80 Secara lebih spesifik, dalam konteks pembangunan pertanian dan perdesaan, Hartoyo (1995) telah melakukan studi mengenai pengaruh infrastruktur terhadap penawaran tanaman pangan di Pulau Jawa menggunakan pendekatan multi input multi output. Hasil studi ini menunjukkan bahwa pengurangan pengeluaran untuk irigasi sebesar 10 persen hanya akan mengurangi jumlah padi yang ditawarkan sekitar 0.42 persen, tetapi diikuti oleh kenaikan penawaran kacang tanah sekitar 1.09 persen. Hal ini berarti bahwa besarnya tambahan biaya yang digunakan untuk irigasi tidak diikuti oleh kenaikan produksi yang sebanding. Pengaruh pengurangan pengeluaran irigasi terhadap permintaan input juga relative kecil, yaitu kurang dari 1.5 persen.
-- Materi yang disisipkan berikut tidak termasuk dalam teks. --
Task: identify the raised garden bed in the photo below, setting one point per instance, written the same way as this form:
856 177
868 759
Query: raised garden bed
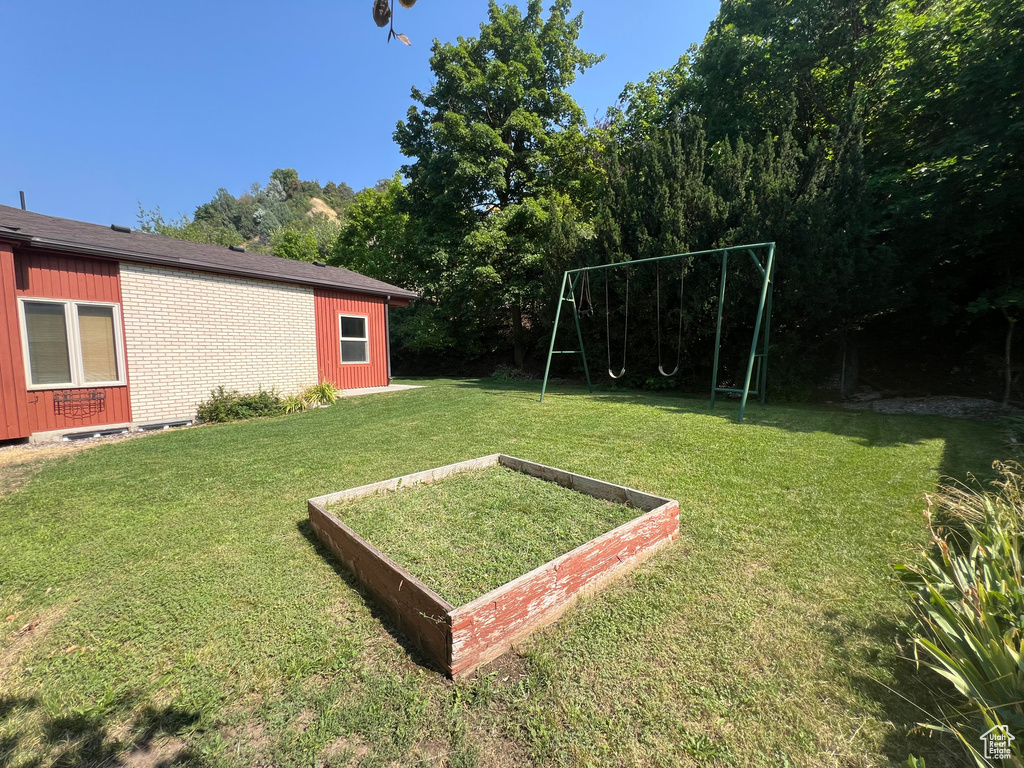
489 549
Dengan kenyataan ini maka pengurangan investasi irigasi, terutama untuk pembangunan jaringan irigasi baru di Jawa, tidak banyak berpengaruh terhadap penawaran tanaman pangan. Khusus infrastruktur jalan raya, studi ini menunjukkan bahwa peningkatan pengeluaran sebesar 10 persen akan menyebabkan penawaran jumlah padi, jagung, kedele, kacang tanah, dan ubi kayu meningkat berturut-turut sekitar 3.23 persen, 9.82 persen, 9.34 persen, dan 2.99 persen. Peningkatan ini juga diikuti oleh peningkatan permintaan pupuk urea dan TSP berturut-turut sekitar 4.92 persen dan 5.3 persen. Studi ini menyimpulkan bahwa pembangunan jalan raya mempunyai pengaruh yang lebih besar terhadap peningkatan produksi pertanian dan perekonomian perdesaan dibanding pembangunan prasarana irigasi. Sebagian besar studi-studi di atas menyimpulkan bahwa infrastruktur publik memiliki peran cukup besar terhadap peningkatan dan perluasan aktivitas ekonomi, pertumbuhan ekonomi dan produktivitas, penurunan disparitas antar wilayah, dan peningkatan pendapatan masyarakat perdesaan. Analisis dampak
81 peningkatan investasi infrastruktur hanya dilakukan untuk melihat dampaknya pada tingkat aktivitas ekonomi makro atau sektor-sektor ekonomi serta implikasinya terhadap keseimbangan spasial aktifitas ekonomi dan lokasi industri. Hal ini disebabkan studi-studi tersebut dilakukan dengan menggunakan pendekatan fungsi produksi, fungsi biaya atau pendekatan model keseimbangan parsial lainnya. Melalui pendekatan keseimbangan parsial, dampak infrastruktur terhadap keseluruhan aktivitas ekonomi yang saling terkait antara satu dengan yang lainnya mulai dari tingkat ekonomi sektoral dan rumah tangga hingga kinerja ekonomi makro dan ekonomi regional tidak dapat diketahui secara serentak. Padahal infrastruktur memiliki peran yang sangat sentral dalam setiap perekonomian sehingga ketersediaannya mempengaruhi aktivitas ekonomi secara luas. Melalui analisis keterkaitan antar sektor dalam sebuah model ekonomi keseimbangan umum yang berbasis model Input-Output, dampak infrastruktur terhadap aktivitas ekonomi yang saling terkait akan dapat ditangkap secara lebih baik apabila dibandingkan dengan pendekatan keseimbangan parsial. Keterbatasan studi-studi tersebut akan diatasi dengan mengaplikasikan model ekonomi keseimbangan umum. Analisis dilakukan secara terpadu antara ekonomi sektoral dan dimensi spasial yang ditekankan pada peran infrastruktur sebagi pendorong aktivitas ekonomi yang berbasis sektor pertanian.